The Mystical Meal

“But now what do we know of the actual details of the Attis mysteries? The first and most important point was a Mystic Meal, at which the food partaken of was served in the sacred vessels, the tympanum, and the cymbals. The formula of an Attis initiate was “I have eaten from the tympanum, I have drunk from the cymbals.” As I have remarked above, the food thus partaken of was a Food of Life–“Die Attis-Diener in der Tat eine magische Speise des Lebens aus ihren Kult-Geräten zu essen meinten.” 1

Dieterich in his interesting study entitled Eine Mithras-liturgie refers to this meal as the centre of the whole religious action.

Further, in some mysterious manner, the fate of the initiate was connected with, and dependent upon, the death and resurrection of the god. The Christian writer Firmicius Maternus, at one time himself an initiate, has left an account of the ceremony, without, however, specifying whether the deity in question was Attis or Adonis–as Dieterich remarks “Was er erzählt kann sich auf Attis-gemeinden, und auf Adonis-gemeinden beziehen.”

This is what he says: “Nocte quadam simulacrum in lectica supinum ponitur, et per numeros digestis fletibus plangitur: deinde cum se ficta lamentatione satiaverint lumen infertur: tunc a sacerdote omnium qui flebant fauces unguentur, quibus perunctis sacerdos hoc lento murmure susurrit:

Θάρρετε μύϲται τοῦ θεοῦ ϲεϲωϲμένου·

Ἕϲται γα’ρ ἡμῖν ἐκ πόνων ϲωτηρία–

on which Dieterich remarks: “Das Heil der Mysten hängt an der Rettung des Gottes.” 2

Hepding holds that in some cases there was an actual burial, and awakening with the god to a new life. 3 In any case it is clear that the successful issue of the test of initiation was dependent upon the resurrection and revival of the god.

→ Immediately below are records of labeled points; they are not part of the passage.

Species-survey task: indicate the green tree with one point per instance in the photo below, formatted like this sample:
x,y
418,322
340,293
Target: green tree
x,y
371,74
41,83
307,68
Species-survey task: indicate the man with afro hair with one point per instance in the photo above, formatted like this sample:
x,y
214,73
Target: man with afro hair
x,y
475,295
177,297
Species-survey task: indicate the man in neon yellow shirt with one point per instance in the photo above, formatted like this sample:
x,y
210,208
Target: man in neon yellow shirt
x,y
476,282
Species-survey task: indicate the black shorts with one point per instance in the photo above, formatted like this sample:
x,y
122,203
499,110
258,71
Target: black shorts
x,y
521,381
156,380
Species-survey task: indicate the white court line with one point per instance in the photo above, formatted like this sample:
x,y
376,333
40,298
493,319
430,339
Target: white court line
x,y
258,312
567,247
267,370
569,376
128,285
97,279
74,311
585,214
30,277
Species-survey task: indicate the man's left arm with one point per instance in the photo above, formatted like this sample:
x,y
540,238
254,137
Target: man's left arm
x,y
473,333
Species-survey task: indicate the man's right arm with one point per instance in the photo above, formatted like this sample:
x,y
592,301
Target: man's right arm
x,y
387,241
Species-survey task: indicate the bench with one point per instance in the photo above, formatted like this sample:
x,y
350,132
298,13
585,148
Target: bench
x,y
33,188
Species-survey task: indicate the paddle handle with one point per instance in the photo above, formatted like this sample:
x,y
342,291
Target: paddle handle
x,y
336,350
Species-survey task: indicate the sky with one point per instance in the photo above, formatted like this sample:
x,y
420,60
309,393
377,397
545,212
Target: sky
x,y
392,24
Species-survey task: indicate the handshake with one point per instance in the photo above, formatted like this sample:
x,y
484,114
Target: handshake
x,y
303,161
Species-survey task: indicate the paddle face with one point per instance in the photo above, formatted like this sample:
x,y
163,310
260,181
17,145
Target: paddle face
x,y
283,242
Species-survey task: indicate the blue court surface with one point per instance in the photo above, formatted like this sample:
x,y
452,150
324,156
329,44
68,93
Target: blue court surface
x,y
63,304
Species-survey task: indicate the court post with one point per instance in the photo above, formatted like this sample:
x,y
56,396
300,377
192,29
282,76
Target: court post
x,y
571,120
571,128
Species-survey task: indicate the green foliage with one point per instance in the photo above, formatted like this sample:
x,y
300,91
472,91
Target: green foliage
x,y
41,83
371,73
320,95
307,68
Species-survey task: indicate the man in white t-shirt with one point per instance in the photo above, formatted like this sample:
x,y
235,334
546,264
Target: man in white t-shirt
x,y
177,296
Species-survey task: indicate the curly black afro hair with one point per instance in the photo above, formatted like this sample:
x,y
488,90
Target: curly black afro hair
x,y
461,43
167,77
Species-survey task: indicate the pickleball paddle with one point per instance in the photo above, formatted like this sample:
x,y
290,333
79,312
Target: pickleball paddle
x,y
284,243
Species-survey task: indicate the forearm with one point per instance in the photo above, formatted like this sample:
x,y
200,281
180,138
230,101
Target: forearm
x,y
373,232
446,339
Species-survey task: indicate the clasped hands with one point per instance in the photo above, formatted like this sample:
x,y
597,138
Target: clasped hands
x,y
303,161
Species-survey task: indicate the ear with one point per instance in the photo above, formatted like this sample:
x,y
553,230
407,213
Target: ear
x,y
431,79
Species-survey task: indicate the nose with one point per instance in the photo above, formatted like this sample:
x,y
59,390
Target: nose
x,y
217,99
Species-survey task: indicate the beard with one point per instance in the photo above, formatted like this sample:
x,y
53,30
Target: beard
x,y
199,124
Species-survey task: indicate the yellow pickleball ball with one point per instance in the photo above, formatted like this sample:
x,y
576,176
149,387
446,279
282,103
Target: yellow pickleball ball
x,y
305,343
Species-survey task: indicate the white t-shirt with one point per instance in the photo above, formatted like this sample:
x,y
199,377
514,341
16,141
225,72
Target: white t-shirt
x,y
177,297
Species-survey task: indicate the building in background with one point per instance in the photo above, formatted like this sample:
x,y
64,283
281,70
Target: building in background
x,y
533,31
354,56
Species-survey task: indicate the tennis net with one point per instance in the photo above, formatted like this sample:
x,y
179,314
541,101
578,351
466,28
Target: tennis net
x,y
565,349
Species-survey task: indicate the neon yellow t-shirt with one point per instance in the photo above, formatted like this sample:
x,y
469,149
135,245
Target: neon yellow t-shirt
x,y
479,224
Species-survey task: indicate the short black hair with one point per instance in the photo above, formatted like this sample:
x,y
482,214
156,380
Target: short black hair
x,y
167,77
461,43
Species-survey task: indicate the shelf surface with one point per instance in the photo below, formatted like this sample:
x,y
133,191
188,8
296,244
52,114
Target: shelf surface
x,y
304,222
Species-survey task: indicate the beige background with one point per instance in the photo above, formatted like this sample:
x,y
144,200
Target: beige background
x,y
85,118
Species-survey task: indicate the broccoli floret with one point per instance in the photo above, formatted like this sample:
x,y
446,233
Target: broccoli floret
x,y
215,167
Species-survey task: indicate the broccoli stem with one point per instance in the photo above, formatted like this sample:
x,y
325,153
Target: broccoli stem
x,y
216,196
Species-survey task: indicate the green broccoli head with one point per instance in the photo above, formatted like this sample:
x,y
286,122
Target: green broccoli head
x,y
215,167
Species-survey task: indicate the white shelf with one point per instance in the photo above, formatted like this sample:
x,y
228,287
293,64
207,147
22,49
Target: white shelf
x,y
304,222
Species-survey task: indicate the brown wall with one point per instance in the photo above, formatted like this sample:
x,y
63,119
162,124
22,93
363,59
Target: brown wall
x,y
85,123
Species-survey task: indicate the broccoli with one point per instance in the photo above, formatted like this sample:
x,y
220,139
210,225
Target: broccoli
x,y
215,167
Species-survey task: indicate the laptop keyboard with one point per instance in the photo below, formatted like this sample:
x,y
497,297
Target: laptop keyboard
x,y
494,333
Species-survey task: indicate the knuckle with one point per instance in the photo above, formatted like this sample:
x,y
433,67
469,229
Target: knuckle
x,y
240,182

Now is it not clear that we have here a close parallel with the Grail romances? In each case we have a common, and mystic, meal, in which the food partaken of stands in close connection with the holy vessels.

In the Attis feast the initiates actually ate and drank from these vessels; in the romances the Grail community never actually eat from the Grail itself, but the food is, in some mysterious and unexplained manner, supplied by it.

In both cases it is a Lebens-Speise, a Food of Life. This point is especially insisted upon in the Parzival, where the Grail community never become any older than they were on the day they first beheld the Talisman. 1

In the Attis initiation the proof that the candidate has successfully passed the test is afforded by the revival of the god–in the Grail romances the proof lies in the healing of the Fisher King.

Thus, while deferring for a moment any insistence on the obvious points of parallelism with the Sacrament of the Eucharist, and the possibilities of Spiritual teaching inherent in the ceremonies, necessary links in our chain of argument, we are, I think, entitled to hold that, even when we pass beyond the outward mise-en-scène of the story–the march of incident, the character of the King, his title, his disability, and relation to his land and folk–to the inner and deeper significance of the tale, the Nature Cults still remain reliable guides; it is their inner, their esoteric, ritual which will enable us to bridge the gulf between what appears at first sight the wholly irreconcilable elements of Folk-tale and high Spiritual mystery.”

Jessie L. Weston, From Ritual to Romance, 1920, pp. 139-40.